Sinking stocks, dicey economy may hand NYC’s Eric Adams major budget crisis


Mayor Eric Adams’ $101 billion budget may be more fiscally responsible than any of his predecessor’s spending plans, but the ailing economy, and market, threaten to trigger a giant shortfall.

To keep the city in the black — without raising taxes and fees — the mayor will need to keep a tight lid on outlays, and particularly labor costs as he negotiates new contracts with municipal unions.

The problem, in a nutshell: Pension-fund losses and less-than-expected income-tax revenue could force the city to dip into its $8 billion reserve pot, and even that might not be enough, as the Empire Center’s E.J. McMahon notes.

Blame the ailing stock market: The period from Jan. 1 to June 30 marked the worst first half-year in more than 50 years. With returns on the pension funds way down, the city will have to kick in more from its operating budget to cover benefits for current and future retired workers — $4 billion more than planned from next year through 2026, McMahon predicts.

And it’ll get worse if the market keeps sinking.

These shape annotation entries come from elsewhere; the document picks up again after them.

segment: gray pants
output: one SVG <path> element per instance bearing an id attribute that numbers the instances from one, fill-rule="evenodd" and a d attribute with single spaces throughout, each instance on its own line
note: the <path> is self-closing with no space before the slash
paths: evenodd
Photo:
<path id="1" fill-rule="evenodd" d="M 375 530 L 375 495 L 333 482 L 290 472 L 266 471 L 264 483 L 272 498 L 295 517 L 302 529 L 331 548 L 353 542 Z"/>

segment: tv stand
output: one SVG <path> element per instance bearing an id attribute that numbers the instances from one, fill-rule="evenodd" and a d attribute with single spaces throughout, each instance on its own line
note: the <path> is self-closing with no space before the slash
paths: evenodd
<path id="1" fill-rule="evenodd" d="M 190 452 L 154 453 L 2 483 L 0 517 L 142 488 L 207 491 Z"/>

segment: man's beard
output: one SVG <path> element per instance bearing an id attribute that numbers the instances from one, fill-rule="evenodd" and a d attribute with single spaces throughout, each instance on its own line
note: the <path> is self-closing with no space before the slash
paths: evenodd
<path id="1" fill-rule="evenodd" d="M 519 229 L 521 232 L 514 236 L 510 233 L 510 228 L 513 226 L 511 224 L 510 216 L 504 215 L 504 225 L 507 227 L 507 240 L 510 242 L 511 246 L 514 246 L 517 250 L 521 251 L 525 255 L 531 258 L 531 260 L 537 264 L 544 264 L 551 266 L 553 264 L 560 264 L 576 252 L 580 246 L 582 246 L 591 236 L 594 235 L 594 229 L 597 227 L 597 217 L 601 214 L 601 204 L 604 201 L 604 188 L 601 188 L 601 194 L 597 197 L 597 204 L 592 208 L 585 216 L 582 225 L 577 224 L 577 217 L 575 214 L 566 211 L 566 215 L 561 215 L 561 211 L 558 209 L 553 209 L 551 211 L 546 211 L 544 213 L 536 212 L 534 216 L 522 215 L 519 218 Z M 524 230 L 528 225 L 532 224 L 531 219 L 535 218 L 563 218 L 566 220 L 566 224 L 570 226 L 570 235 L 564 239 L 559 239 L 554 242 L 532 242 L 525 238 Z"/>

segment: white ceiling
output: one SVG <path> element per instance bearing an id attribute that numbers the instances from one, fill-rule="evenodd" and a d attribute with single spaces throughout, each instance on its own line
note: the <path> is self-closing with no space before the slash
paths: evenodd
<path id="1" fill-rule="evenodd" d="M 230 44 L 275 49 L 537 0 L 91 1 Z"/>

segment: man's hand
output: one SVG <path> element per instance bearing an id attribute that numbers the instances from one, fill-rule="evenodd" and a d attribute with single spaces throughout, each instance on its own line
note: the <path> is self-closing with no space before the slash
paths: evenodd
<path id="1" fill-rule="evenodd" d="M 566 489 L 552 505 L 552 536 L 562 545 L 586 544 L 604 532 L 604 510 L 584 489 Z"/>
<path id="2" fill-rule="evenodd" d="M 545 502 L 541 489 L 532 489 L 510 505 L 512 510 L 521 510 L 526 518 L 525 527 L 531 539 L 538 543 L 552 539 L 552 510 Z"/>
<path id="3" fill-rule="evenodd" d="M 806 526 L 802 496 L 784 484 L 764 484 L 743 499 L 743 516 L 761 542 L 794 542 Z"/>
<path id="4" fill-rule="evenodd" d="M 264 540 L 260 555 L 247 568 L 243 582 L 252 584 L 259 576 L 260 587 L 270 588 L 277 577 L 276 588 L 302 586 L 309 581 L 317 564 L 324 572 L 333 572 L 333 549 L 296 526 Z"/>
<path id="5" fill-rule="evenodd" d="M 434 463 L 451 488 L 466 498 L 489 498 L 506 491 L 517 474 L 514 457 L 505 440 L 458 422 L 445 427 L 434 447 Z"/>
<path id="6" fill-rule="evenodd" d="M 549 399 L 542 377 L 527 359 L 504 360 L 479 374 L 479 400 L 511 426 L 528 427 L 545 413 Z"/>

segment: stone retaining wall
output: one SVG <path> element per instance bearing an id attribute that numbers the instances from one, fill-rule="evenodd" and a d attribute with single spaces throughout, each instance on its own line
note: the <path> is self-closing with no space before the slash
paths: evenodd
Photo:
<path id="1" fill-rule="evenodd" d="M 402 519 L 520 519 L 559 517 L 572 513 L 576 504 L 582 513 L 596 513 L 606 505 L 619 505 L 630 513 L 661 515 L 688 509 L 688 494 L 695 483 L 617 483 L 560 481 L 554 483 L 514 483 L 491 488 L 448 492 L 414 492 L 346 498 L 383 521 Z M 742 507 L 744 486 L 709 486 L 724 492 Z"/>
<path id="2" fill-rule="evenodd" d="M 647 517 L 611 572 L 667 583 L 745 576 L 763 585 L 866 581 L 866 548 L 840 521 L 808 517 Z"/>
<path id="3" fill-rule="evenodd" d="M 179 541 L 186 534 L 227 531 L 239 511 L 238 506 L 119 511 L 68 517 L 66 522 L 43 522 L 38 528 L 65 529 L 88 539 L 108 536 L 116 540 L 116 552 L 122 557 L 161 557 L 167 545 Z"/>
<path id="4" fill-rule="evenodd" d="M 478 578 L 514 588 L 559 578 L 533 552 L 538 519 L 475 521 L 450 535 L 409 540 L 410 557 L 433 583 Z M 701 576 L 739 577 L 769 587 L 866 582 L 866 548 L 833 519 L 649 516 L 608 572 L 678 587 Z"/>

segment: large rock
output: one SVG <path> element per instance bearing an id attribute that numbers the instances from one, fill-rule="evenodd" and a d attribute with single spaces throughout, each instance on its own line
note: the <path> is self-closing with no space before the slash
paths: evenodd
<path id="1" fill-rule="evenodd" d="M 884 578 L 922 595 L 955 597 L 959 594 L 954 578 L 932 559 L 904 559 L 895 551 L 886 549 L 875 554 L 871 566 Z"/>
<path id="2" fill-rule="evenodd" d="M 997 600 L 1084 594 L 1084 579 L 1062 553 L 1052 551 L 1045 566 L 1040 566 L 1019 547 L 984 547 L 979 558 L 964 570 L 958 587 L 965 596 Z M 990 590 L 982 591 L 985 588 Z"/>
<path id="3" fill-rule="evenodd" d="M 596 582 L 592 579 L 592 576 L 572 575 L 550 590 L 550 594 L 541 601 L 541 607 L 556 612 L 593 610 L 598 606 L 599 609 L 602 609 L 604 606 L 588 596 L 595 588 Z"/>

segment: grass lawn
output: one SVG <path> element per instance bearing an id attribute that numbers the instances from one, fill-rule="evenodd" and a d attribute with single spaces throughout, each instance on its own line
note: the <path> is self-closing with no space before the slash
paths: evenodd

A flagging market drives down city income-tax revenue based on capital gains. Adams’ budgeteers did bake in a 17% dip in quarterly estimated-tax payments, but as of June 15, those payments were down a whopping 31% from the same month last year, city Comptroller Brad Lander reports. Lander also predicts tax-receipt growth will slow as the economy stalls and Wall Street bonuses take a plunge.

The scary bottom line: “Unless the stock market rebounds and the economy grows more strongly,” Adams’ $8 billion cushion “could go up in smoke more rapidly than the mayor has anticipated,” warns McMahon. The city could get caught dangerously short.

No doubt progressives’ solution will be to demand even more tax hikes on wealthy New Yorkers — which would only drive more of them to seek refuge in other states.

And Hizzoner has yet another worry: With inflation soaring, the municipal unions will be demanding far more in raises than the 0.5% hike in each of two years and 1% annually thereafter that the mayor’s plan provides for new labor contracts. Other city costs will also rise faster than expected.

Adams has an enormous challenge on his hands to keep spending in line with revenue even at the risk of losing political support from labor. Wish him luck — he’ll need it.